Back then I was also becoming interested in indigenous culture, or the ‘red road’ as I knew it, and began to do my own sweat lodges. It was then I began to use these two healing ‘tools’ together with incredible cleansing results. Yarrow is a diaphoretic so it opens your pores, increasing and releasing internal heat. Once when I was journeying with Yarrow in the lodge I saw him clear as a movie, dancing in folk ‘Russian’ style around a fire, drawing it up and up. He had a dark striped angular ’suit’ on. As I think of it now the texture of the suit evoked not Yarrow but Nettle. Not the prickly part but lines and kind of layered angles. The practical healing part of his second gift (the first being as a woundwort) is not only can he heat you up to cleanse you but in the case of a fever he can break the fever by releasing it. A kind of treating like with like, that brings our body to self correct and reset. I think it’s debatable, but for liability reasons I should add a cautionary note here that if the fever is already very high, 103F or higher,  strong Yarrow tea could cause the brain to heat up too much (especially for children). Having said that, I always gave our kids yarrow tea with our wild honey (so they’d drink it) when they’d really worked up a fever because he told me he could help. As I understand Yarrow, while it can raise your temperature it essentially helps release heat, so I don’t think the sustained high temperatures that could damage the brain would actually ever be an issue. Hot tea, not tincture, is what needed for this diaphoretic effect. You can use the leaves, flower heads and roots. They are perennial though, so think about sustainability before pulling the roots out.

One other brief story about Yarrow I’d like to pass on was that one of my helpers about twenty years ago, who had a Phd. in ethnobotany, had this book (I think generated by U. of Alberta) that had all the chemicals listed that were found in each wild plant. Yarrow had four pages of chemical compounds in it, over two hundred. And all these chemicals work harmoniously together with no side effects. You think herbalism is ‘primitive’? Let’s see a pharmaceutical recreate that!

I see the doctrine of signatures for Yarrow in his leaves. They themselves are cut to their vascular core. They’re just bones and veins, the flesh is missing, which gives them their highly filigreed, feathery look. Another way to see that is their leaves look exactly like the micro-vascular network of branching capillaries that feed and cleanse our flesh, our cells. The same branching network that dissipates heat from our skin. So the plant holds this medicine of being able to both expand and contract, which I see now was the reason he was doing that vigorous folk dance in my vision of him. For deep cuts Yarrow can contract our arterial flow, which gives our bodies time to staunch the wound. It also likely increases the clotting ability of the blood, because it is miraculous how quickly it works in that capacity. There is also a medicine teaching that us being shown to us between the plants dense ‘yang’ stock and open ‘yin’ leaves. When seen this way it’s interesting that it’s sometimes frowned on to include the Yarrow stocks in medicinal preparations.

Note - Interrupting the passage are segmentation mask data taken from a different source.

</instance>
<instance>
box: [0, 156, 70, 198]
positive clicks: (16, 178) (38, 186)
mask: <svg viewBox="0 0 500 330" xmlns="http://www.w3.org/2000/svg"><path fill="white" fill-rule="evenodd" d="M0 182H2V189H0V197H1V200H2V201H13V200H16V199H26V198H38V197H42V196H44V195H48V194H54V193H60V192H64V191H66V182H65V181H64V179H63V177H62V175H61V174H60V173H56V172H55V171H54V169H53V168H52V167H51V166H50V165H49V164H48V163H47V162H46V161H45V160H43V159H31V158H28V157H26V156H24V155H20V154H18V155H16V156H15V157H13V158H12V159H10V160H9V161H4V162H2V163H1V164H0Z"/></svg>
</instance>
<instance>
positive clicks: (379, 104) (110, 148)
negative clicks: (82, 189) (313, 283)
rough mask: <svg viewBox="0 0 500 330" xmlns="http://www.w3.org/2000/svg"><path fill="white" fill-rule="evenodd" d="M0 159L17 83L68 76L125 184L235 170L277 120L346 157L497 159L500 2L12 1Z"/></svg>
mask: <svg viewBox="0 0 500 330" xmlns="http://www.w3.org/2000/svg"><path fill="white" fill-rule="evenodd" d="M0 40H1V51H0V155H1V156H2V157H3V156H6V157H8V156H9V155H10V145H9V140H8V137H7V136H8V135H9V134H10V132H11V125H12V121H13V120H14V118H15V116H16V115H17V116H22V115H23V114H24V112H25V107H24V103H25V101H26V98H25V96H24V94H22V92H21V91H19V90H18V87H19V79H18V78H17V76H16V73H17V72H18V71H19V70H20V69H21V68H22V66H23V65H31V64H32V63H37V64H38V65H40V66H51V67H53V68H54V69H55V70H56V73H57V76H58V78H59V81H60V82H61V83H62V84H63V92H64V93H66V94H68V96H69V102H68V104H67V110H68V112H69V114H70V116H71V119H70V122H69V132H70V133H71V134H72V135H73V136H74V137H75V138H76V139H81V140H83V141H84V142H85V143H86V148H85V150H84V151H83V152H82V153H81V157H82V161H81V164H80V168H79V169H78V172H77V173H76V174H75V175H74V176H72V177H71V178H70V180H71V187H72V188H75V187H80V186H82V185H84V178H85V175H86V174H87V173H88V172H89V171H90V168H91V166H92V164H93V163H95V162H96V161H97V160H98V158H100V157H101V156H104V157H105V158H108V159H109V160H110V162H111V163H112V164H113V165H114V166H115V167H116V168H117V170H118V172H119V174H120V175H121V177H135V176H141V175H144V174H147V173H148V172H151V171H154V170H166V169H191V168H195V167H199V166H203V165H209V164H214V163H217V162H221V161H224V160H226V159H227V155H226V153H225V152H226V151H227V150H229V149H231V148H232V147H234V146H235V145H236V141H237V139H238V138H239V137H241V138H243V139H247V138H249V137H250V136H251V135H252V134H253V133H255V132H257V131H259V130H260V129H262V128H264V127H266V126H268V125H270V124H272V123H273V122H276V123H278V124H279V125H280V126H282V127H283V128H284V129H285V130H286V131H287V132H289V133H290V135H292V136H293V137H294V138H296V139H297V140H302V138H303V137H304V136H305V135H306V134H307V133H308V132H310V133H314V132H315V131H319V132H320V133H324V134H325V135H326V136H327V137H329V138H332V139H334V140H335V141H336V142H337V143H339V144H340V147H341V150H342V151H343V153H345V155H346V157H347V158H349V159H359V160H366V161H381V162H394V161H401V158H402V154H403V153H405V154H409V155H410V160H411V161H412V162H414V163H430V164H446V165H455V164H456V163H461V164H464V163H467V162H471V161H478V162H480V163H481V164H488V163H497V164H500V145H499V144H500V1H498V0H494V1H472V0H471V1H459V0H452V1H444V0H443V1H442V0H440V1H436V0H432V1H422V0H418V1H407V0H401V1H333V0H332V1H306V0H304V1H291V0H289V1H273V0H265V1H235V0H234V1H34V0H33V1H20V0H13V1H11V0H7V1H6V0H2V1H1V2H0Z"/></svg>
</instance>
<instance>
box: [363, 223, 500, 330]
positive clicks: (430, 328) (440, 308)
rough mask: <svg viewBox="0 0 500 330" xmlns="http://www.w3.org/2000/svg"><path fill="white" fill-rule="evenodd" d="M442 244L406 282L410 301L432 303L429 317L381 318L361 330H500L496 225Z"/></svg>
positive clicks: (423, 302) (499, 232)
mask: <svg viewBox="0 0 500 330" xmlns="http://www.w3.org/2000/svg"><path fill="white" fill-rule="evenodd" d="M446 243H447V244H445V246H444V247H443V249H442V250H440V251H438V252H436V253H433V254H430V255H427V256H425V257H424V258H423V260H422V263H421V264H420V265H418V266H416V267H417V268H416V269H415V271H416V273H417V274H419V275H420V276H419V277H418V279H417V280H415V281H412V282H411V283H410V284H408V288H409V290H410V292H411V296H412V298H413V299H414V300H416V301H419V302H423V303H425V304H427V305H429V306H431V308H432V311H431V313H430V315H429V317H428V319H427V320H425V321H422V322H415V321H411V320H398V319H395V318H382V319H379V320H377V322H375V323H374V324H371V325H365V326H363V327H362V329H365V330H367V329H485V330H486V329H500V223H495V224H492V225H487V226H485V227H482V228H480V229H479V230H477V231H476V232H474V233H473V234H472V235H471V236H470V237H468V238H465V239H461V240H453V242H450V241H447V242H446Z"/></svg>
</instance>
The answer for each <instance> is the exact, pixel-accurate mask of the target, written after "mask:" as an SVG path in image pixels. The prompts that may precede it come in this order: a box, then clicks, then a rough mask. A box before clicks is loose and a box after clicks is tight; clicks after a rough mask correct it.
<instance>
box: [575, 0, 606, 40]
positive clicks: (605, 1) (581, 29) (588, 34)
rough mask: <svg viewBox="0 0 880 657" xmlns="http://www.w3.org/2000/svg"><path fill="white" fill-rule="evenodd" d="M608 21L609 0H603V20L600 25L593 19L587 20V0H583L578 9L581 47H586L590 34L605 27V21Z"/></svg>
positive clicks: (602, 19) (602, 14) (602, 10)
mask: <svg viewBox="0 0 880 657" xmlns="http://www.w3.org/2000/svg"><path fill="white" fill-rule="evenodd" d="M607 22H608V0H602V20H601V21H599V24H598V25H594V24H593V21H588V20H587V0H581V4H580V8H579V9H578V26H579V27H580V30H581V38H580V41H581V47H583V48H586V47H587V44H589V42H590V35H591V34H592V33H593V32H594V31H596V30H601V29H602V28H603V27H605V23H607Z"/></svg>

This brings me to the last thing few things that I need to be said about Yarrow. This plant is one of the oldest known circumpolar healers. It is well known and used essentially for the same things throughout the northern hemisphere. It is referred to in the most ancient Chinese and Egyptian texts on herbalism, and is of particular Chinese fame as the traditional divining tool for the ‘I Ching’. The part used for divining is the one part not used as medicine, the stalks. Go figure.